Outliers and Signals
What would have been much better for the regulator and that middle part of the market was for the regulator to have used the SMCR to push back quickly on outlying practices. This would have sent a signal to the ‘only until the last minute’ insurers that they needed to implement the changes sooner rather then later. This would then have lessened the competitive disadvantage of middle of the market insurers who were supportive of the changes, if still worried about the revenue impact.
To put it another way, in competitive markets, big ticket initiatives will deliver on expectations by addressing the outlying firms first, not those in the middle of the market. In simple words, things move forward by first removing the hurdle and then applying forward pressure. Doing it the other way round means that your forward pressure yields little other than frustration and the need to work out why you’re not going anywhere. An apt analogy would be to take off the brake before pushing the car.
The problem for the FCA is that a principles type approach to regulation doesn’t easily accommodate that ‘early pressure on outlying firms'. That’s because the regulator expects firms to take the initiative, and not wait until the regulator forces them too. Sometimes it needs to be the other way round.
To evidence this, I need simply point to pricing walking and discriminatory pricing. These issues would not have emerged if SMCR had made executives in outlying firms really stop and think about their responsibilities. As many firms I spoke to knew that ‘pricing walking was flawed but there is no alternative in this market’, this would then have released market pressure to reform.
Remember the Customer
Going back to my triangle, with discriminatory pricing in one corner, and SupTech in another corner, it looks like SMCR, in the last corner, has not delivered the support that it should have, earlier enough to help drive home the changes needed for the Consumer Duty into that ‘only until the last minute’ part of the market.

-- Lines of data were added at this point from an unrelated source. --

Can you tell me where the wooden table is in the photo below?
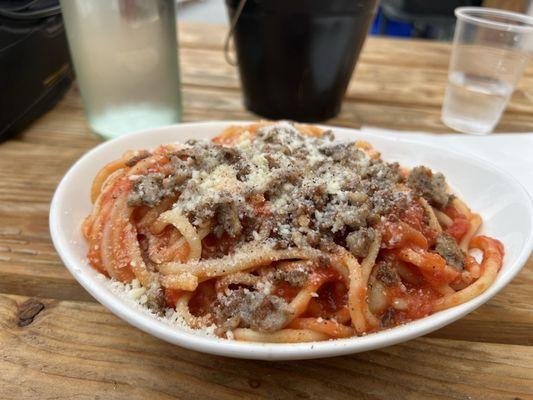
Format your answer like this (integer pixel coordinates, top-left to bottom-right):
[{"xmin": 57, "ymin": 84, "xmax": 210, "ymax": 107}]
[{"xmin": 1, "ymin": 22, "xmax": 533, "ymax": 399}]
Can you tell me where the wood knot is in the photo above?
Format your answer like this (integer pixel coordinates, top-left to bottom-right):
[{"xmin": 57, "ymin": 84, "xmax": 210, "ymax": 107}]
[
  {"xmin": 18, "ymin": 298, "xmax": 44, "ymax": 327},
  {"xmin": 248, "ymin": 378, "xmax": 261, "ymax": 389}
]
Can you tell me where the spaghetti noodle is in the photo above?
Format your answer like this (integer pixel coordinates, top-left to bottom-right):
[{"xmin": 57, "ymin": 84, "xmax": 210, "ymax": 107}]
[{"xmin": 83, "ymin": 121, "xmax": 504, "ymax": 342}]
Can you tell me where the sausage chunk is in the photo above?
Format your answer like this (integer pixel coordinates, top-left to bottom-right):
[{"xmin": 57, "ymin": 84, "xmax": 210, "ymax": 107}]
[
  {"xmin": 435, "ymin": 233, "xmax": 465, "ymax": 270},
  {"xmin": 346, "ymin": 227, "xmax": 376, "ymax": 258},
  {"xmin": 407, "ymin": 166, "xmax": 450, "ymax": 209},
  {"xmin": 214, "ymin": 288, "xmax": 293, "ymax": 333}
]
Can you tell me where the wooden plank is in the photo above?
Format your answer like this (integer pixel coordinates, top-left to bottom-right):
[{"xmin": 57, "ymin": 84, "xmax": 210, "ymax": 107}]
[
  {"xmin": 177, "ymin": 22, "xmax": 533, "ymax": 75},
  {"xmin": 178, "ymin": 21, "xmax": 226, "ymax": 49},
  {"xmin": 178, "ymin": 46, "xmax": 533, "ymax": 116},
  {"xmin": 11, "ymin": 44, "xmax": 533, "ymax": 154},
  {"xmin": 1, "ymin": 293, "xmax": 533, "ymax": 400},
  {"xmin": 177, "ymin": 21, "xmax": 452, "ymax": 68},
  {"xmin": 483, "ymin": 0, "xmax": 530, "ymax": 12},
  {"xmin": 180, "ymin": 86, "xmax": 533, "ymax": 133}
]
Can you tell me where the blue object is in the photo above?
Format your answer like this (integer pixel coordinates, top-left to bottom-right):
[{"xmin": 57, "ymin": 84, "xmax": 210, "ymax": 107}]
[{"xmin": 370, "ymin": 7, "xmax": 413, "ymax": 37}]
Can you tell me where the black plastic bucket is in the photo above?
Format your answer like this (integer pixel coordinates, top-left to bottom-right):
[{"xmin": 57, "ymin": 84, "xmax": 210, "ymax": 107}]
[{"xmin": 226, "ymin": 0, "xmax": 378, "ymax": 122}]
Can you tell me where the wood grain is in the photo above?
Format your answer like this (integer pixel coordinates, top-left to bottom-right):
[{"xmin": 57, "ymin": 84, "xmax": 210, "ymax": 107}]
[
  {"xmin": 483, "ymin": 0, "xmax": 530, "ymax": 12},
  {"xmin": 1, "ymin": 21, "xmax": 533, "ymax": 399},
  {"xmin": 179, "ymin": 46, "xmax": 533, "ymax": 115},
  {"xmin": 2, "ymin": 294, "xmax": 533, "ymax": 400},
  {"xmin": 177, "ymin": 22, "xmax": 533, "ymax": 132}
]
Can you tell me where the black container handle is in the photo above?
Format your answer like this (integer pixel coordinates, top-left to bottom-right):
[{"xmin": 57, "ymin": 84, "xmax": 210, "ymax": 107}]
[
  {"xmin": 0, "ymin": 1, "xmax": 61, "ymax": 20},
  {"xmin": 224, "ymin": 0, "xmax": 247, "ymax": 66}
]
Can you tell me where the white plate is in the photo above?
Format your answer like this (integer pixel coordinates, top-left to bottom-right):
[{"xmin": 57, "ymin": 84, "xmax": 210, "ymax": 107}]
[{"xmin": 49, "ymin": 121, "xmax": 533, "ymax": 360}]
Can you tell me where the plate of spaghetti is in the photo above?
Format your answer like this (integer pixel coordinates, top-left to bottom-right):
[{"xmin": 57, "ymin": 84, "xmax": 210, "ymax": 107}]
[{"xmin": 50, "ymin": 121, "xmax": 533, "ymax": 360}]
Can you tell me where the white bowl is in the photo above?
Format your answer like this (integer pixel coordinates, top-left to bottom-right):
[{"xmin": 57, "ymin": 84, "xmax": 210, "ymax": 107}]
[{"xmin": 50, "ymin": 121, "xmax": 533, "ymax": 360}]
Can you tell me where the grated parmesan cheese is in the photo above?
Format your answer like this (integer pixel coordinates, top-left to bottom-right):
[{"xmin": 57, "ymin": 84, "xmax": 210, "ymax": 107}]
[
  {"xmin": 98, "ymin": 274, "xmax": 218, "ymax": 337},
  {"xmin": 116, "ymin": 122, "xmax": 428, "ymax": 334}
]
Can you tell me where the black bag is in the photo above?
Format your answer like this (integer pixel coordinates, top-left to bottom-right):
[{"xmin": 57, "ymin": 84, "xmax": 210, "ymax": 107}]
[{"xmin": 0, "ymin": 0, "xmax": 73, "ymax": 141}]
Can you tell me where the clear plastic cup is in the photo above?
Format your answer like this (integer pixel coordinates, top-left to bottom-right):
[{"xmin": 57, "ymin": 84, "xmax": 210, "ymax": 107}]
[{"xmin": 442, "ymin": 7, "xmax": 533, "ymax": 135}]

Why can't Citizens Advice just wait for the Consumer Duty to work? That won’t happen. As I said here last month, time is not on insurers’ side. Citizens Advice published their first ethnicity report in March 2022, based upon research carried out in 2021. This means that when two years on from their second ethnicity report is reached in 2025, that will be four years out from the start of their campaign. A long time in campaigning circles. A very long and expensive time for those people who have been paying significantly more for their motor insurance just because of their ethnicity.